Si hay una verdad absoluta en esto de la maternidad es que te vas a pasar la vida recibiendo mensajes contradictorios. De un lado te dirán que hagas una cosa y, del otro, que no la hagas. Te darán hostias por todas partes, así que has de estar preparada para hacer lo que te dé la gana y recibir palos igualmente. Cuando crees que ya has superado esas grandes guerras del principio, fuente de incomprensión y dardos envenenados como son la lactancia, el colecho o el BLW, cuando crees que ya entras en modo crucero, tu hijo cumple un añito y te das cuenta de que llega el nuevo caballo de batalla: las rutinas. Porque por un lado te dicen que qué bien que vaya a la Escoleta porque allí aprende horarios, que es bueno que aprenda a dormirse solito e irse a su habitación, que se acostumbre a que después del baño va la cena (o al revés) pero, ojo, que el fin de semana toca pasarse las rutinas y las siestas por el forro porque «se tienen que acostumbrar a todo», como si tuvieran 10 años y no uno. Esa ha sido poco más o menos la guerra del último año.
El verano fue un destructor de rutinas y retomar los horarios nos costó mucho al volver a la Escoleta. El curso pasado Víctor se despertaba a las 6.45 más o menos y yo estaba trabajando a las 8. Se dormía sobre las 21 y nosotros veíamos series y esas cosas. Era un mundo más o menos feliz. Luego empezó a aguantar más y más despierto y a acortar las siestas. Empezó el curso durmiéndose a las 22 y poco a poco logramos reconducir para que se durmiera sobre las 21.30, pero rara vez lo conseguimos. Se despierta a las 8 y yo empiezo a trabajar bastante más tarde. Aquí es donde me podríais decir: «pues lo despiertas». Pues sí, pero está tan de mala leche porque no ha dormido suficiente que me cuesta todavía más salir de casa que si lo despierto, así que me sale más a cuenta trabajar de 7 a 8 en casa y luego ver qué pasa.
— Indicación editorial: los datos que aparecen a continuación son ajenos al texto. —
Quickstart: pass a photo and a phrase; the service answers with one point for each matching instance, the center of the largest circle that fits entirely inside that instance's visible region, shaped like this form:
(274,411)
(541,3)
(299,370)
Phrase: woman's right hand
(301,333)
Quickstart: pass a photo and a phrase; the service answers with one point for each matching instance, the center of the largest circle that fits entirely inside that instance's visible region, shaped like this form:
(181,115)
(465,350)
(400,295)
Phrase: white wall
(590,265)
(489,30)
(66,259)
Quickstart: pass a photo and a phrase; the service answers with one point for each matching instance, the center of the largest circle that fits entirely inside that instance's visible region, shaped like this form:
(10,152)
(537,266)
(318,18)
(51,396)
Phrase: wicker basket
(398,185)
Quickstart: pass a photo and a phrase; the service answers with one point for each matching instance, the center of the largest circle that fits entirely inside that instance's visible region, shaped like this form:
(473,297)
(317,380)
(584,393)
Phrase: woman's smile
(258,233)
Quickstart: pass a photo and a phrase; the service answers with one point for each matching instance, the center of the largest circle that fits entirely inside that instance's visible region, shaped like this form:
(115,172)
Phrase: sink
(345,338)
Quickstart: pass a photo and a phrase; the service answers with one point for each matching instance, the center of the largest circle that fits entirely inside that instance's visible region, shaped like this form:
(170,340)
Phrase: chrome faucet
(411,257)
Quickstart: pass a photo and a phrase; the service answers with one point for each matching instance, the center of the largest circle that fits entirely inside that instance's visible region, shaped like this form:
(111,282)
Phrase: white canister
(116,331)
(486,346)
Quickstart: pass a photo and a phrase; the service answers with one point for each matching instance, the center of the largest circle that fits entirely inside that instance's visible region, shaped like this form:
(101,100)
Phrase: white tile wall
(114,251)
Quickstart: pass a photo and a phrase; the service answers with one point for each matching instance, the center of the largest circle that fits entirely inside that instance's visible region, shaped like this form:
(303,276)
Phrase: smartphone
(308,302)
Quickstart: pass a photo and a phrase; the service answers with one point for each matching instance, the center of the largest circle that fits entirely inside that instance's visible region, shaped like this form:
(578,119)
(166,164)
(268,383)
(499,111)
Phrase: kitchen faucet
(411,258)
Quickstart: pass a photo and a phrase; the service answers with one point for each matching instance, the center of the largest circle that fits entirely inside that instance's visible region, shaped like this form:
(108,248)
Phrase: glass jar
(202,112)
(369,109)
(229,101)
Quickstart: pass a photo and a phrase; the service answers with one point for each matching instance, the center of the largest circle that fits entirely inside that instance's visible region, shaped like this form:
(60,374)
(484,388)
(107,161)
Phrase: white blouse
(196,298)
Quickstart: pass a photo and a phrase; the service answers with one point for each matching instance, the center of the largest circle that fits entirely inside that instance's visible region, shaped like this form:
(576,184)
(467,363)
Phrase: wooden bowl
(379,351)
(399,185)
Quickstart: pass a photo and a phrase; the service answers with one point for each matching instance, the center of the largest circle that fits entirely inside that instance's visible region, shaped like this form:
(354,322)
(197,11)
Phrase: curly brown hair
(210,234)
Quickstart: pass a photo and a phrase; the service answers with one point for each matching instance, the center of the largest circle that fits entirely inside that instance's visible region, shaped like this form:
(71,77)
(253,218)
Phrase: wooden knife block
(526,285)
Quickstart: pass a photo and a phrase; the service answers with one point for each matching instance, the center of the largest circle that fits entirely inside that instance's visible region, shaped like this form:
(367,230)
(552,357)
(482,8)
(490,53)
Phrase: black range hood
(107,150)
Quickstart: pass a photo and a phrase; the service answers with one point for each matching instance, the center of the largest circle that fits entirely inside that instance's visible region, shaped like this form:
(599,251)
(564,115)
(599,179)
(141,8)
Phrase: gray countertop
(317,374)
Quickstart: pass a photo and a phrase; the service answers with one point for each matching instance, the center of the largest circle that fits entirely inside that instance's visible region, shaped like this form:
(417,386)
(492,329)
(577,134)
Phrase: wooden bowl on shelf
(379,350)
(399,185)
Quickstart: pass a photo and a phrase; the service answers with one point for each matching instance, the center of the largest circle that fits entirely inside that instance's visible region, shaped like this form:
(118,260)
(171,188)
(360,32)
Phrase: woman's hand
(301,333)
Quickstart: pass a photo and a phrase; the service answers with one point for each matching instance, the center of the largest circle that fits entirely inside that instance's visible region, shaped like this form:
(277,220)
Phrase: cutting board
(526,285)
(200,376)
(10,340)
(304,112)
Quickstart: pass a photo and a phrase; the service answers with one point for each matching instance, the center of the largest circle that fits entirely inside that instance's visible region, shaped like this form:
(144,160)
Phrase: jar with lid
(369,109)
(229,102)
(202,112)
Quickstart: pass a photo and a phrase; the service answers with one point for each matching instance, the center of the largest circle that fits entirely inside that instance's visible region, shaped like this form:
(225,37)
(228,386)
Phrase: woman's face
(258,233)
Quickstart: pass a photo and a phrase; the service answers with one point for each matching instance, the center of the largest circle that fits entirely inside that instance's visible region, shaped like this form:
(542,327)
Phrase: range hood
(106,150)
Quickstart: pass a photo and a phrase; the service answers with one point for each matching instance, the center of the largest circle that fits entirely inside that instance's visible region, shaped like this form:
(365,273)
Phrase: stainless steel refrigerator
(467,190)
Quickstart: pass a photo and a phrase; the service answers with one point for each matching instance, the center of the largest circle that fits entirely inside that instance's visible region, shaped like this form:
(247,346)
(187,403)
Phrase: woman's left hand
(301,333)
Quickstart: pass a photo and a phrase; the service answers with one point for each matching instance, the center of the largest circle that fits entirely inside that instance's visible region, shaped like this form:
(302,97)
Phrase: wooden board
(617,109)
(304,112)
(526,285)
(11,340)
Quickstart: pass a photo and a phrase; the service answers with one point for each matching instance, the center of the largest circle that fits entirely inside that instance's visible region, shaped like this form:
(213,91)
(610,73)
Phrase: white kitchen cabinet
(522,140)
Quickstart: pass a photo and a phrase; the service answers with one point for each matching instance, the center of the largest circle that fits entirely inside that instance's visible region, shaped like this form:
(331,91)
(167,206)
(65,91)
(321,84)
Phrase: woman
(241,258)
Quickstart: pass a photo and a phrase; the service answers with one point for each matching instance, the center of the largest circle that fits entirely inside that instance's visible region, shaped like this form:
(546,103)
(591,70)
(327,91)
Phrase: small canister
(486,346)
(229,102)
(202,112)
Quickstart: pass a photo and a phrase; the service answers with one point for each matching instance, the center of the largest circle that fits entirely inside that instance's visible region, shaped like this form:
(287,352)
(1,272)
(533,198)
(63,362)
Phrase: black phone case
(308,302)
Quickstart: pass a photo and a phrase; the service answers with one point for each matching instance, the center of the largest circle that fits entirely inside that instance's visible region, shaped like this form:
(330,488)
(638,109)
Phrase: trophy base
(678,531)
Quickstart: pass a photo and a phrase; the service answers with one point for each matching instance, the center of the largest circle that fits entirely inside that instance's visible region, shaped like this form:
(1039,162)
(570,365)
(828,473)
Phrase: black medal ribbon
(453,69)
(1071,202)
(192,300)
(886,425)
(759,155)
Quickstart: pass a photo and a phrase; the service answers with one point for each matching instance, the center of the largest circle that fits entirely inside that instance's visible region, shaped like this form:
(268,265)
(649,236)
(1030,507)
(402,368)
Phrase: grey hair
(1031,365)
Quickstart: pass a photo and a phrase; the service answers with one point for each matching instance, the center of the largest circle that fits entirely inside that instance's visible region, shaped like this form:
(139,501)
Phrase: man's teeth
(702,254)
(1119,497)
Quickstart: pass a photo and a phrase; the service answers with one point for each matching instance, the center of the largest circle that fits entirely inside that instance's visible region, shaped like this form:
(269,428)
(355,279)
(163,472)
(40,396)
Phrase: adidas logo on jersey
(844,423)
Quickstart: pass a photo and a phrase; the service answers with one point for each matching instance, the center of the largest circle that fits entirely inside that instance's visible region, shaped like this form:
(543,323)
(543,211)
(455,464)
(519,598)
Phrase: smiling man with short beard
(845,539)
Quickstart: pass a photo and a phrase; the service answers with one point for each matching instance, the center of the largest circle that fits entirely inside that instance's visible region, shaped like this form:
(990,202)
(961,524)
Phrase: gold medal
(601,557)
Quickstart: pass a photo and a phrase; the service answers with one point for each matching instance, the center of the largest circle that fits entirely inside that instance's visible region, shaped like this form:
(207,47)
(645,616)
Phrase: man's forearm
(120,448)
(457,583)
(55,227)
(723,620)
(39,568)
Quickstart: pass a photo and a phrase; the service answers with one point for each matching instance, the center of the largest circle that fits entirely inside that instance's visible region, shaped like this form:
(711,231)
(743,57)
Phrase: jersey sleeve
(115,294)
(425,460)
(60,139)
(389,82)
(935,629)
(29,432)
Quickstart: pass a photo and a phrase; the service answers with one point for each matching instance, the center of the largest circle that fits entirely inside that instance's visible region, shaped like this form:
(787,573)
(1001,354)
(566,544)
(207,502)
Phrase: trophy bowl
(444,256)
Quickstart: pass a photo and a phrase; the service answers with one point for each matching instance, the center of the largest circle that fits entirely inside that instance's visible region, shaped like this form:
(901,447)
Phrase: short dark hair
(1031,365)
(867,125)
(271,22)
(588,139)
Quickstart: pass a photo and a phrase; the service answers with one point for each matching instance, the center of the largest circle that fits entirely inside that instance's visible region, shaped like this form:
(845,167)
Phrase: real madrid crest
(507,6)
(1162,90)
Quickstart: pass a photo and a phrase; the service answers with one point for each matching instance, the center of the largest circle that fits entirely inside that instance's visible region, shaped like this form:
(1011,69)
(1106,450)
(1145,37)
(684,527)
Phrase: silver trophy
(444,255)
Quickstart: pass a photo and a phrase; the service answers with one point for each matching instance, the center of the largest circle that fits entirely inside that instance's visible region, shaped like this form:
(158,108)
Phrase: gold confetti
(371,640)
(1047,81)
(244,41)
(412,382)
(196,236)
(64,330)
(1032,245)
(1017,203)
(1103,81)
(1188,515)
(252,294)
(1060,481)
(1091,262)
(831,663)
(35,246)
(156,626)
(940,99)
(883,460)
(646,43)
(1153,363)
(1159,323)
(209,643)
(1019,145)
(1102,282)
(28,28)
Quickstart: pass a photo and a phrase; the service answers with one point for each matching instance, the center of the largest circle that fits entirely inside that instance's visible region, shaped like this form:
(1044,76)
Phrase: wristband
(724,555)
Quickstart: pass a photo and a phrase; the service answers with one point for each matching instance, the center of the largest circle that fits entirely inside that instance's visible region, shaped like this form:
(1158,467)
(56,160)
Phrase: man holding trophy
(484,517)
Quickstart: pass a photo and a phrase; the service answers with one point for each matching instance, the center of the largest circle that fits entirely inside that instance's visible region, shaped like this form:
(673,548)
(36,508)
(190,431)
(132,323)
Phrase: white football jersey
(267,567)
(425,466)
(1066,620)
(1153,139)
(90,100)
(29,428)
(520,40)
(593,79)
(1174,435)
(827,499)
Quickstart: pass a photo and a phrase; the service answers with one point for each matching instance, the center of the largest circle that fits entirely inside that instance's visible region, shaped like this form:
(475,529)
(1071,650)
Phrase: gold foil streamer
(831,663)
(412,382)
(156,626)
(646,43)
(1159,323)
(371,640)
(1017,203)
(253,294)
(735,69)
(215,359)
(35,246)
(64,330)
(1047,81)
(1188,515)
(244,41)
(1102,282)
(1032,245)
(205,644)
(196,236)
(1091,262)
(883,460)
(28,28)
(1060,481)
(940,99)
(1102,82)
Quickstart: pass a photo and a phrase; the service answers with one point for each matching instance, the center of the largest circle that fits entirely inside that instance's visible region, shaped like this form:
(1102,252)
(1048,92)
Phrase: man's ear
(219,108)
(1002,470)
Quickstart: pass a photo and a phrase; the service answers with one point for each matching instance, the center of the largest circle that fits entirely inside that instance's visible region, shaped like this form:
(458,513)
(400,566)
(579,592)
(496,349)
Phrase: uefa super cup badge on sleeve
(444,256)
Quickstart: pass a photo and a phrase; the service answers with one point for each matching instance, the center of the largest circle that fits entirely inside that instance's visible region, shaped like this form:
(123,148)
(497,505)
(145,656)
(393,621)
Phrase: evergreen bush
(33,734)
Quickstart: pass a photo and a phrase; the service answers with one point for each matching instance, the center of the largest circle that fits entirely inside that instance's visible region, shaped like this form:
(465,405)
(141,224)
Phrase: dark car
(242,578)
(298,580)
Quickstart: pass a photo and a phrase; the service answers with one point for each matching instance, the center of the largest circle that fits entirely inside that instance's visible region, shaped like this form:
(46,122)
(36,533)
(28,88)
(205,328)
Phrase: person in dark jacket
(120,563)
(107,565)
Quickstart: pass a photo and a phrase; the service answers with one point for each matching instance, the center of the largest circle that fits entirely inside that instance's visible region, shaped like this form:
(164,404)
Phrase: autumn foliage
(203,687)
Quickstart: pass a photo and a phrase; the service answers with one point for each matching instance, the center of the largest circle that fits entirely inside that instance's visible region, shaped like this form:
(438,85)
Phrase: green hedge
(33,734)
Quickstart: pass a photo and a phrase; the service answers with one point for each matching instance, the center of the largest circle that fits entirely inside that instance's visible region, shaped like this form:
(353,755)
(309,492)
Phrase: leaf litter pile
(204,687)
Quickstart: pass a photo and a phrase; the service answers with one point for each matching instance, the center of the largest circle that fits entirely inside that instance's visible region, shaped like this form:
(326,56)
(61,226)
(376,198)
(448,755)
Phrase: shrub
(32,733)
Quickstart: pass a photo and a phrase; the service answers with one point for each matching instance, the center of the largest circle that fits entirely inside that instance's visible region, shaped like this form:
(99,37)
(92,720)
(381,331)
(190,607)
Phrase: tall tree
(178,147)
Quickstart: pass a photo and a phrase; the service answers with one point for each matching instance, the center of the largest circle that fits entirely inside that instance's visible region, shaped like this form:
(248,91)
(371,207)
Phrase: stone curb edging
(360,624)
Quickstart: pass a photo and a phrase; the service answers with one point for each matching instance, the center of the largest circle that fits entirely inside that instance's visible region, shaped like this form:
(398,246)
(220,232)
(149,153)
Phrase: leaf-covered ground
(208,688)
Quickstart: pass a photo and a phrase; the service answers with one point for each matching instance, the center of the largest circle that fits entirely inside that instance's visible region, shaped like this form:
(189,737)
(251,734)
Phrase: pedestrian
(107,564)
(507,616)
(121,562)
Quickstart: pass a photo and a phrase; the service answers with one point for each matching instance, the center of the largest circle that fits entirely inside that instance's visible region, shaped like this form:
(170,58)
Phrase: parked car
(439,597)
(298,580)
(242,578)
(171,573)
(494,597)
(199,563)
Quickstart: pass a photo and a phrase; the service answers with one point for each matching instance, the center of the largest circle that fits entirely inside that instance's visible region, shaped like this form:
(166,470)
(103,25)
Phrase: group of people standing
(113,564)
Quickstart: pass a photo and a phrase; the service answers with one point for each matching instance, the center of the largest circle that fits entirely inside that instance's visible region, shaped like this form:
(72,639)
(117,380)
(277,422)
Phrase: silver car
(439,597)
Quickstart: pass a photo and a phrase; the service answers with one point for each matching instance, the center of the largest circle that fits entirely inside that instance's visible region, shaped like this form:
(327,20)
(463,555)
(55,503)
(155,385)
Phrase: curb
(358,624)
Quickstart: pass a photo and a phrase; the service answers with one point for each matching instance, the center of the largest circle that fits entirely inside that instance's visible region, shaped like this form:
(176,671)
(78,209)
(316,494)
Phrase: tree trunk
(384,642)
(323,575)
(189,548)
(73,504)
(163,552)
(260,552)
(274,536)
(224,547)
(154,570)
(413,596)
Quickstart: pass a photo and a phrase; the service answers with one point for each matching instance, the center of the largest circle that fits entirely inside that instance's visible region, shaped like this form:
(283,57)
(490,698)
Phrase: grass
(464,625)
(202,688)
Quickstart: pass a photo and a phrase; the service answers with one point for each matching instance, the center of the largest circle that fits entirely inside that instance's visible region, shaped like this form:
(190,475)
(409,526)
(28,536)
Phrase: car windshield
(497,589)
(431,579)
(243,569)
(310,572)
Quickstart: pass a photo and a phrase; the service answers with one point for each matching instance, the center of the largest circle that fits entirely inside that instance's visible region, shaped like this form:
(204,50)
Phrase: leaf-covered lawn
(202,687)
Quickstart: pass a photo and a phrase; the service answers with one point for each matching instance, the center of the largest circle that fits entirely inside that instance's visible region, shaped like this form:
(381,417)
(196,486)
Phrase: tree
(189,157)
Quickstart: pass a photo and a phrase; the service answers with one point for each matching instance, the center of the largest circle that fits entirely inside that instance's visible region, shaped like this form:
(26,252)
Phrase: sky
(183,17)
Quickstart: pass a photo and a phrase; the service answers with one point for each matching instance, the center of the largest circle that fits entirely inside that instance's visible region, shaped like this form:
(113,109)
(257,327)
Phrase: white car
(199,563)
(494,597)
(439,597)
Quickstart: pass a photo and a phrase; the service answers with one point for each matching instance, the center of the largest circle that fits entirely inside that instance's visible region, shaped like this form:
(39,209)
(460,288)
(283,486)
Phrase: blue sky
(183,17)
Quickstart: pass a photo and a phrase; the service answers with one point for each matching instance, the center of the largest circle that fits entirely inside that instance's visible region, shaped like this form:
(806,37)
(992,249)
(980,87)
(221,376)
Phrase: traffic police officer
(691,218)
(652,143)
A veces vienen semanas buenas. Se despierta a las 7 y a las 21 está durmiendo. Llega el viernes y cruzas todo lo cruzable porque, con cada fin de semana, es como si el niño volviera a hacer un viaje transoceánico. A los adultos nos cuesta horrores adaptarnos a los horarios de un niño. Si vamos a casa de los abuelos a comer, les cuesta entender que su hora de comer son las 12 ó 12.30 y no las 13.30 ó 14. Lo más posible es que el niño llegue comido, con lo que disfrutan las abuelas preparándole cosas y el niño comiéndolas. Además, se excita. No te jode, claro que se excita. El niño no puede ser más feliz con sus abuelos, no quiere dormir, quiere jugar, quiere ser el centro de atención. Así que muchos días nos encontramos con que son las 16 h y no ha hecho ni un minuto de siesta. Luego, a medianoche, él sigue de rumba, nosotros nos arrastramos y el ciclo del jet lag vuelve a empezar como si viviéramos en una versión alemana de después de comer de ‘Atrapado el en Tiempo’.
Y da igual lo que digas. ¿Somos unos egoístas al querer que nuestro hijo siga unos horarios fijos? ¿Realmente lo somos teniendo en cuenta que él está mejor y más feliz cuando ha descansado? ¿Tanto se puede perder un niño de 26 meses por hacer la siesta de 13 a 14.30 y por acostarse a las 21? A veces nos hacen sentir así. Que el niño se ha de ir acostumbrando a los horarios. Esa frase me hace hervir la sangre. El niño se acostumbrará a los horarios cuando su cuerpo le permita acostumbrarse a los horarios. Y viene otro factor. ¿Dónde quedamos nosotros? ¿Dónde quedan esas noches cenando a toda leche o quedándome dormida yo durmiendo al niño porque no hay maldita manera de que cierre los ojos? ¿Dónde queda nuestra vida de pareja, nuestras aficiones, nuestra suscripción de Netflix? Con horarios de mierda, con conciliaciones de mierda, esas pequeñas rutinas del niño son las que nos dejan unos centímetros de aire para respirar. Pero quizá seamos unos egoístas por pretender hacerlo.
Estas vacaciones estamos probando un nuevo experimento que integre la fiebre de los abuelos con los horarios del resto de la familia. Comida a las 12 en punto, dormirlo como sea y llegar a casa de los abuelos con niño dormido. Se despierta a la hora de comer los mayores, se sienta con nosotros a la mesa y ‘merienda’ eso tan bueno que la abuela le haya preparado (o fruta, vaya, lo que le dé la gana entre la oferta saludable) y ya está operativo para joder la siesta a los mayores, pero como yo no duermo siesta, pues juego con él. Eso me recuerda inevitablemente a esa gran mentira sobre la que se asentaba mi infancia: si te bañabas en la piscina antes de las cinco de la tarde, morías entre horribles convulsiones. No conseguía entender por qué la hora eran las 17 siempre, aunque hubieras comido a las 12. ¿Pero la digestión no eran dos horas? La digestión tal vez, pero la siesta de los adultos terminaba a las 17 y ahí no había digestión (ni discusión) que valiera. Eso sí que era correcto, pero pretender que un niño se vaya a dormir a las 21 es terriblemente egoísta. ¡Vamos a ponernos morados a chupitos en la fiesta de la coherencia!